The fix: You can use homemade freshener for both your laundry and home. Mix your essential oils with some water, then put the mix in a spray bottle to make things smell fresh (without causing anyone harm).
Next: Don’t do this to your beloved furniture.
14. Furniture polish
Why it’s bad: We all want shiny furniture that looks new, but we don’t advise using store-bought polishes. These products contains hydrocarbons, an ingredient that can be extremely poisonous, says MedlinePlus. If you accidentally breathe in or swallow liquid furniture polish, you may experience low blood pressure, confusion, vomiting, or even a coma. If the product touches your eyes or skin, you could have burns or vision loss.
The fix: Pass on this risky stuff and make your own instead.

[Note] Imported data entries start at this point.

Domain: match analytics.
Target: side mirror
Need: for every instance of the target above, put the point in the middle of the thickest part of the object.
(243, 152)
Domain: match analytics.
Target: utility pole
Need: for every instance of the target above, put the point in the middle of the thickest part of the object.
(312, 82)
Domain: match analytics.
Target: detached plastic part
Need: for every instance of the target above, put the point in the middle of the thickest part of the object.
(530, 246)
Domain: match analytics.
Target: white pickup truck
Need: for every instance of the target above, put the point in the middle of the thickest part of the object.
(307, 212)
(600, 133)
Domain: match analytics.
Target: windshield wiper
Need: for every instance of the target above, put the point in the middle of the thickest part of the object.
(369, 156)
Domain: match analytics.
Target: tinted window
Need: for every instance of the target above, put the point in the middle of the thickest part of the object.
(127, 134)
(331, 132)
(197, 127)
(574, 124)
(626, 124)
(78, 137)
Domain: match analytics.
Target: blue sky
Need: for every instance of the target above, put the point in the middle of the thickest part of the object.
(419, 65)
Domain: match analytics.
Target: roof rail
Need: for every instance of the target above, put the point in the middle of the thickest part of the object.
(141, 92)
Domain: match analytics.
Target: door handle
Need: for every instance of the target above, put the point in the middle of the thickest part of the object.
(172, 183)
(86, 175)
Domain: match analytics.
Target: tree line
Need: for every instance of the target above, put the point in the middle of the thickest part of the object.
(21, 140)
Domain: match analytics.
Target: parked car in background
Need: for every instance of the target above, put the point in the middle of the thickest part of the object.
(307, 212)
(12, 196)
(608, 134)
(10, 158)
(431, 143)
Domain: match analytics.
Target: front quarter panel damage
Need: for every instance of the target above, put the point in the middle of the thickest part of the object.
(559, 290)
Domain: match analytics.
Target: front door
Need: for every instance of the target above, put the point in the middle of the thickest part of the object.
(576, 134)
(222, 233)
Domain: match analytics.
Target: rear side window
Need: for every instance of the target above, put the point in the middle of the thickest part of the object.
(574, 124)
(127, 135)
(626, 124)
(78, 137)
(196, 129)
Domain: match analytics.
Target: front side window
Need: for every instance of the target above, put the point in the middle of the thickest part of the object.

Next: There’s a better way to clean your bathroom.
15. Bathroom cleaners
Why they’re bad: Bathroom cleaners contain dangerous chemicals that can affect your body’s basic functions. When you scrub with toilet cleaner (made with sulfates and bleach), you breathe in toxic chlorine gas that can harm your respiratory and circulatory systems. When you clear out pipes using drain cleaner you’ll likely inhale or ingest sodium hydroxide, according to Healthy Child Healthy World. Swallowing it could seriously hurt your digestive system and esophagus. Getting the fumes near your face could irritate your skin.
The fix: Baking soda and vinegar — remember them? Turns out they’re good at cleaning out your drains, too. For homemade toilet bowl cleaner, mix together a half cup of vinegar and a tablespoon of baking soda.
Next: Clean your oven the right way.
16. Oven cleaners
Why they’re bad: Like toilet bowl cleaners, oven cleaners are popular household products that make one of the hardest household chores easier. Unfortunately, corrosive alkalis (poisonous ingredients that can cause difficulty breathing, throat swelling, vision loss, abdominal pain, and vomiting) are found in many such products.
The fix: Baking soda and vinegar can clean more than your toilet. This oven-cleaning method isn’t quite as simple as using a bottle of chemicals, but it’s safer.